Superfund Research Program
Data Management and Analysis Core
Project Leader: Aikseng Ooi
Co-Investigator: Nirav Merchant
Grant Number: P42ES004940
Funding Period: 2020-2025
Project-Specific Links
- Project Summary
Project Summary (2020-2025)
The University of Arizona Superfund Research Program (UA SRP) generates volumes and types of data that are not manageable in traditional laboratory settings. The Data Management and Analysis Core (DMAC) functions as the primary service for UA SRP in large biological, geophysical, and chemical datasets, including but not limited to RNA sequencing, chromatin immunoprecipitation sequencing, exome sequencing, metabolomics, metagenomics, microbiome amplicon sequencing, geospatial positioning, analytical chemistry, and imaging. DMAC enables investigators by performing three core functions:
- DMAC leads the housing of all data in an easy-to-access data repository system: CyVerse. Cyverse is a computational infrastructure consisting of hardware, software, and personnel that are designed to handle huge datasets and complex analyses and is maintained at the University of Arizona. DMAC utilizes a reference implementation (RI) that divides data into five levels for easy sharing, processing, and analyzing. Lowest levels (level 1) will be raw data, while higher levels (level 5) will be file formats that can be used in graphics/visualizations. DMAC supports these processes with help from on-staff statisticians and bioinformaticians who can devise analysis strategies for individual investigators. In addition to data storage, DMAC orchestrates sample management using Fulcrum software. Fulcrum allows barcoding, global positioning, and annotation of biological samples in an easy-to-use application available on both traditional workstations and mobile platforms. Fulcrum is critical for point-of-generation sample tracking due to its mobility.

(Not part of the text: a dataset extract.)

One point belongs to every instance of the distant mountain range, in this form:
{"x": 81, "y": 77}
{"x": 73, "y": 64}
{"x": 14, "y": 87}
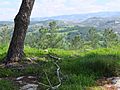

- Beyond data and sample management, DMAC performs both standard and custom computational analyses of the data. This includes DMAC-led investigations into "feature signatures," which address the predictability of data across UA SRP projects. For example, can the gene expression changes associated with a particular arsenic treatment predict metagenomics changes in a similarly treated sample? In conjunction with UA SRP investigators, DMAC applies traditional algorithms or develops novel algorithms as needed to identify signatures for the different data types collected.
- The storage and analytical capabilities of DMAC are integrated into a user-friendly Web application that allows individual investigators to retrieve, manipulate, and visualize UA SRP data. The Web application is being implemented using an in-house maintained server in conjunction with the R statistical environment. DMAC is thus an integral component of the UA SRP, which uses state-of-the-art technologies to enable the discovery of novel insights into arsenic exposure and its role in health and disease.